Takeaways for Employers

While employers who discriminate based on sexual orientation or gender identity may still be liable under Title VII and the Supreme Court’s Bostock decision, uncertainty remains as to whether employers can or should limit access to bathrooms and locker rooms based on biological sex and whether employers must accommodate an employee’s personal pronouns. 
Even absent the EEOC Guidance, courts may still conclude name-calling or repeated intentional misgendering could constitute unlawful harassment. As always, and as with most matters, employers can and should continue to require employees to treat everyone — regardless of their sex, sexual orientation, gender identity, religious belief, or any other classification — with respect.  
Employers also should consider applicable state and local laws.

Twenty-four states and the District of Columbia prohibit employment discrimination on the basis of an individual’s gender identity. 
Seven states and the District of Columbia mandate access to sex-segregated spaces that align with an individual’s gender identity. 
Two states have made it a crime for an individual to knowingly enter a sex-designated changing room that does not align with the individual’s sex assigned at birth. 
On May 19, 2025, Colorado Governor Jared Polis signed the “Kelly Loving Act,” which adds to the state’s antidiscrimination laws provisions related to using a person’s correct name and pronouns, regardless of gender identity. (The same day, a lawsuit was filed challenging this law under First Amendment and Fourteenth Amendment grounds.)  

Employers are likely to continue to see increased requests for religious accommodation relating to policies or training on pronoun or restroom use.

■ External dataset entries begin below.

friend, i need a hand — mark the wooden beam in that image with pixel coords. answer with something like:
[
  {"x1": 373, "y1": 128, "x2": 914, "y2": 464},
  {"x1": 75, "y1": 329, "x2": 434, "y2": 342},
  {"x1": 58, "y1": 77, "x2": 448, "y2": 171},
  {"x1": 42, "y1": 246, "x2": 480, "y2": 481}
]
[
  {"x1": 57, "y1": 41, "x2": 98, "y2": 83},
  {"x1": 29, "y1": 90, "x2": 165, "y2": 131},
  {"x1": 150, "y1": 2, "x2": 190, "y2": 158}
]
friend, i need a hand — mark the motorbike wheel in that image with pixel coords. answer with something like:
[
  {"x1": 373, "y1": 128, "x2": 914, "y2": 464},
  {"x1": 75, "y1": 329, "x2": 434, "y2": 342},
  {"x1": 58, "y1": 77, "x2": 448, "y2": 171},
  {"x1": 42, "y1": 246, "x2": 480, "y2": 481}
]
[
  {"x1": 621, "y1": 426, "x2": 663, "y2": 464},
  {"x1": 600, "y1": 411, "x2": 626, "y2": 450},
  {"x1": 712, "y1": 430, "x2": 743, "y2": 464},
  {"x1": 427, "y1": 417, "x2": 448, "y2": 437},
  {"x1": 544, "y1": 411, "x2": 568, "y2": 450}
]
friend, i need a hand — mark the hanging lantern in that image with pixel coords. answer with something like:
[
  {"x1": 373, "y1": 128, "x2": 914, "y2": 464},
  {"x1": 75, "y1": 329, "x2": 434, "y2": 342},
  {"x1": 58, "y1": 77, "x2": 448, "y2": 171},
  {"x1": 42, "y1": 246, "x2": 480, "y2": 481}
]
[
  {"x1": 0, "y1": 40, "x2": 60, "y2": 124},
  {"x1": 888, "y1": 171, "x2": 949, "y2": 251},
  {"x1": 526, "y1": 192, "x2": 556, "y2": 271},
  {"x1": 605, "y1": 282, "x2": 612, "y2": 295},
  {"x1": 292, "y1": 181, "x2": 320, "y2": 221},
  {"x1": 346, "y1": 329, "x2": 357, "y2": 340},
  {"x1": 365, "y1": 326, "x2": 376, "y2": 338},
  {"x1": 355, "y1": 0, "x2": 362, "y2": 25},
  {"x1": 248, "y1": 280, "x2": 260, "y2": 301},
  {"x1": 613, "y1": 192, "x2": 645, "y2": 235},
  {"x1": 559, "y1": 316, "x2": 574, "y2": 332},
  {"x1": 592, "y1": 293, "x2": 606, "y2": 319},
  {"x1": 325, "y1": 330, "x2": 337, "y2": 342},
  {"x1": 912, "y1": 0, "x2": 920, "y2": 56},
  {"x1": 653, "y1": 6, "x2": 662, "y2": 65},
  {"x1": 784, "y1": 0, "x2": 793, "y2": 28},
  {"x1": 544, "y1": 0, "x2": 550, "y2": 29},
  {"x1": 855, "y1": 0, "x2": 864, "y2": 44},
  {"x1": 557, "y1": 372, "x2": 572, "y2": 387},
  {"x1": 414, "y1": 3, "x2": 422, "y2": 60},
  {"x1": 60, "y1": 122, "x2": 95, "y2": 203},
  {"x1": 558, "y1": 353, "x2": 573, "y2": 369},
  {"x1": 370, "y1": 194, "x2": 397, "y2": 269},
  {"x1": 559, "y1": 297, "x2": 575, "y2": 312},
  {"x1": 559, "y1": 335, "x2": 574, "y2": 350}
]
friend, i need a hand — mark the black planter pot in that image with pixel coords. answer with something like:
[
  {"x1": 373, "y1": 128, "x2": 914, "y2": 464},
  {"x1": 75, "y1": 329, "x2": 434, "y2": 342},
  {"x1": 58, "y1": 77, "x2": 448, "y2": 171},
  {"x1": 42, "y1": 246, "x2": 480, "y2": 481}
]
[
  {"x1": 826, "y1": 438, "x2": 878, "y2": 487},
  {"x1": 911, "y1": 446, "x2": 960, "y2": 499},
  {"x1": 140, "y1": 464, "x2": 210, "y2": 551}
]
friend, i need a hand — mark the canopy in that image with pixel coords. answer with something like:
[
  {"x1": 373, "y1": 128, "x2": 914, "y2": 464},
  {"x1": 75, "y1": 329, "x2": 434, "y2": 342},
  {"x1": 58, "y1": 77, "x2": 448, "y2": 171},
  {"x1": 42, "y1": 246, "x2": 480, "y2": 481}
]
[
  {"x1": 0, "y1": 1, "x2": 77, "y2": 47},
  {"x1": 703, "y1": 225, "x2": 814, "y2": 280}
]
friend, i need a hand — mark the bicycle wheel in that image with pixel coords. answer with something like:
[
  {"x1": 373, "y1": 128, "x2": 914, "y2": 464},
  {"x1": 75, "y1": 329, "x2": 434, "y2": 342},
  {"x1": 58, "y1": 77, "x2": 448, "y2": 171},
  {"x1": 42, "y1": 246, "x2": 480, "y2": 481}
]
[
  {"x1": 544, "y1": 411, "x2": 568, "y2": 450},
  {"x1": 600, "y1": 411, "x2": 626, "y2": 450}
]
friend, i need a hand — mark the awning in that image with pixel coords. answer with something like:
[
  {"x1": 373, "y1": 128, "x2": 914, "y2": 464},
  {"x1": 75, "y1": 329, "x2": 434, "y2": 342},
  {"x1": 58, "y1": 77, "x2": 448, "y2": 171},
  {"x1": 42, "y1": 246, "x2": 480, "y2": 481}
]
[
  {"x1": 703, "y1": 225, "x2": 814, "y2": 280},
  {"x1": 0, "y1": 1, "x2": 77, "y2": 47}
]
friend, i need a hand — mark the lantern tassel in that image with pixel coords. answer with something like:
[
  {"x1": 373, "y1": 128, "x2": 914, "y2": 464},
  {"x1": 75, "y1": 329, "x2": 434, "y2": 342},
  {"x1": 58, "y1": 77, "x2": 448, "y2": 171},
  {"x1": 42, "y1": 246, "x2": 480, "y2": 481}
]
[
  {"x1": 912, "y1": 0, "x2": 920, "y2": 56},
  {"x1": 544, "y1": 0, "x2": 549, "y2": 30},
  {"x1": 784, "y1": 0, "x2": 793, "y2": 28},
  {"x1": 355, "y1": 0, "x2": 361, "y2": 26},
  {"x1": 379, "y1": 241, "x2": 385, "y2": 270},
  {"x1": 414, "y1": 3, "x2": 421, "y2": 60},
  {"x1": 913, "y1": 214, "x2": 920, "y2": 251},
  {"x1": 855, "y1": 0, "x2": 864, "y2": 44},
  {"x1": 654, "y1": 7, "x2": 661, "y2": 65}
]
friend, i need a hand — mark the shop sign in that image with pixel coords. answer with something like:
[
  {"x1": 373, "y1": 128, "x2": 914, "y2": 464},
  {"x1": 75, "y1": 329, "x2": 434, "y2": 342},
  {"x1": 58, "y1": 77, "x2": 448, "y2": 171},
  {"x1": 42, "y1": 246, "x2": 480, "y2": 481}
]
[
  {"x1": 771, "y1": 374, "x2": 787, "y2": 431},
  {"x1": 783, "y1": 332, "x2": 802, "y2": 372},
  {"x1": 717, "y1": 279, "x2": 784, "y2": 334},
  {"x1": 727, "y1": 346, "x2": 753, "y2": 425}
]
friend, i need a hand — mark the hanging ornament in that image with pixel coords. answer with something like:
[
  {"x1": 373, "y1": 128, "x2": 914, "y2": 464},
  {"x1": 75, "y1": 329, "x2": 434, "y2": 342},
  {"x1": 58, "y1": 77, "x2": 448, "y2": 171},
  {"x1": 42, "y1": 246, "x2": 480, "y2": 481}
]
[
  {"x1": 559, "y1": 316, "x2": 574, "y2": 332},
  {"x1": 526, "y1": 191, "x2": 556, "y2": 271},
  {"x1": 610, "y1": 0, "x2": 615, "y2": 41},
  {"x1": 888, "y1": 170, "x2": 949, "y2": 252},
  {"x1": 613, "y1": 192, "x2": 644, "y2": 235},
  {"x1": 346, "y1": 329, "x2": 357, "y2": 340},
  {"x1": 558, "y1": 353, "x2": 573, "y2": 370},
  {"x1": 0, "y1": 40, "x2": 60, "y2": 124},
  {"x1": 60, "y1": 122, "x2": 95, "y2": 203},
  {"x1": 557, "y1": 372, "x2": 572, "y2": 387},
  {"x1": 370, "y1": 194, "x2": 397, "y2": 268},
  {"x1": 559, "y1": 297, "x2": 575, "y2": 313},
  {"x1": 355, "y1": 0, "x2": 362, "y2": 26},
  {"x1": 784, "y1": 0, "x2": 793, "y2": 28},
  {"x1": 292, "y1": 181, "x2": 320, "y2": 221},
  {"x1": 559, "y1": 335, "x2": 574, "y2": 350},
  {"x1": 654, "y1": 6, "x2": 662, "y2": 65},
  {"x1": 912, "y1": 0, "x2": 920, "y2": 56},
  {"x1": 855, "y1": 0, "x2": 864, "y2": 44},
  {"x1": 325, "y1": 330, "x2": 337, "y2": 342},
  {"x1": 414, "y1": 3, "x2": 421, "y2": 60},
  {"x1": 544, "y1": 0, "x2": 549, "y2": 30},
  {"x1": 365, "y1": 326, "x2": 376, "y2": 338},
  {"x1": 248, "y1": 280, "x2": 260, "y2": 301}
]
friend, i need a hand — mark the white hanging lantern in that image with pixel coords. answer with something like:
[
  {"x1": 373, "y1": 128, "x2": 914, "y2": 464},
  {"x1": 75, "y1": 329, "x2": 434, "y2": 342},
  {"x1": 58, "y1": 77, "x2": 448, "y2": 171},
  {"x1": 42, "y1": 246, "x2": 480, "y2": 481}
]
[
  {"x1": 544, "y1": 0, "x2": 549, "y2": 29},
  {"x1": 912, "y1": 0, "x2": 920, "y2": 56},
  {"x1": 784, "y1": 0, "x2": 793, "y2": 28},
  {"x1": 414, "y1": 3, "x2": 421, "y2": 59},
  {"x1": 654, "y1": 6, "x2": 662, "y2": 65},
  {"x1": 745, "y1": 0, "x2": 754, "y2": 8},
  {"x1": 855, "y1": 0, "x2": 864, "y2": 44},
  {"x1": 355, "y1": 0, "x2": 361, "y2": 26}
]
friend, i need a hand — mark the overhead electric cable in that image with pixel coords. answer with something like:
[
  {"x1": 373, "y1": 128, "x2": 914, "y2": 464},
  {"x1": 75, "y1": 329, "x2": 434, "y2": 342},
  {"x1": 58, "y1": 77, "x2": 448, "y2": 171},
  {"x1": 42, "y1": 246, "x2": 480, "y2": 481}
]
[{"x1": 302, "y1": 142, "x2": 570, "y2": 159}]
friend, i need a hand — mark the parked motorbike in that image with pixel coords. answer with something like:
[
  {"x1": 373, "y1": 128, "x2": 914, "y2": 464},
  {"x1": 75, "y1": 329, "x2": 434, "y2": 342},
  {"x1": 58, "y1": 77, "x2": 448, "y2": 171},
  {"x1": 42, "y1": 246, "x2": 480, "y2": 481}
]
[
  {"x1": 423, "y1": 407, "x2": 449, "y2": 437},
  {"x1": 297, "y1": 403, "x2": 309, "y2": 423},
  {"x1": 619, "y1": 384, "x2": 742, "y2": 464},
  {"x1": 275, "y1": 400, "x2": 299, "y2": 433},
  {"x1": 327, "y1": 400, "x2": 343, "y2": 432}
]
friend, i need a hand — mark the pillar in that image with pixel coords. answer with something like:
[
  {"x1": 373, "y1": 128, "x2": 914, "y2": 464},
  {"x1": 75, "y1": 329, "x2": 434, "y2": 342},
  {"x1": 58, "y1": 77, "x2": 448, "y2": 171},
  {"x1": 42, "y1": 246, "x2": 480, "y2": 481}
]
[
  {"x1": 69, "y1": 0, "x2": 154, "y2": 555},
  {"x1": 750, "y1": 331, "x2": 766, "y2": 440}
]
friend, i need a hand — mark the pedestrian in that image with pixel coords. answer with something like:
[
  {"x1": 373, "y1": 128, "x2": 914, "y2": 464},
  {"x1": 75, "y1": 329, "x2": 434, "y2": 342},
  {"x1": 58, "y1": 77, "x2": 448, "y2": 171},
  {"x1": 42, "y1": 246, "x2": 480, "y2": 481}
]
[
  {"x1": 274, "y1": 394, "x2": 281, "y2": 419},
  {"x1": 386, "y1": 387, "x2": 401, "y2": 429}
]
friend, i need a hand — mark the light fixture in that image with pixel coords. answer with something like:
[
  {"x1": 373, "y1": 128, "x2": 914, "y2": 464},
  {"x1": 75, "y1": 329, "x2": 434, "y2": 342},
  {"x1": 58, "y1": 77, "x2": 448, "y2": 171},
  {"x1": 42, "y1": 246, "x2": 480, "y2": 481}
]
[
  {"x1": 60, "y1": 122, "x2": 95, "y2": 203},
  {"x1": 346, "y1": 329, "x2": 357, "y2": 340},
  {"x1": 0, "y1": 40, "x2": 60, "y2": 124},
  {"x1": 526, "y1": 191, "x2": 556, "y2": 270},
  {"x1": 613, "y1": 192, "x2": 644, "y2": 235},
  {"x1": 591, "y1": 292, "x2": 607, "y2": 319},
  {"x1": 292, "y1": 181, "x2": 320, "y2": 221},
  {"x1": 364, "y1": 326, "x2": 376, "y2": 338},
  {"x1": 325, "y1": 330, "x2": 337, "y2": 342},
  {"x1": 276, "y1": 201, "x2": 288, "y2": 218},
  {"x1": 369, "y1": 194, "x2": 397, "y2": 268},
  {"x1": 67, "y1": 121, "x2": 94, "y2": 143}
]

They also are likely to face an increase in requests by employees to use sex-designated spaces that align with gender identity fashioned as accommodation requests under the Americans with Disabilities Act. Some courts have found gender dysphoria to qualify as a disability.  
As with any accommodation requests, employers should carefully consider the requests and engage in the interactive process to determine if a reasonable accommodation is possible without posing an undue hardship.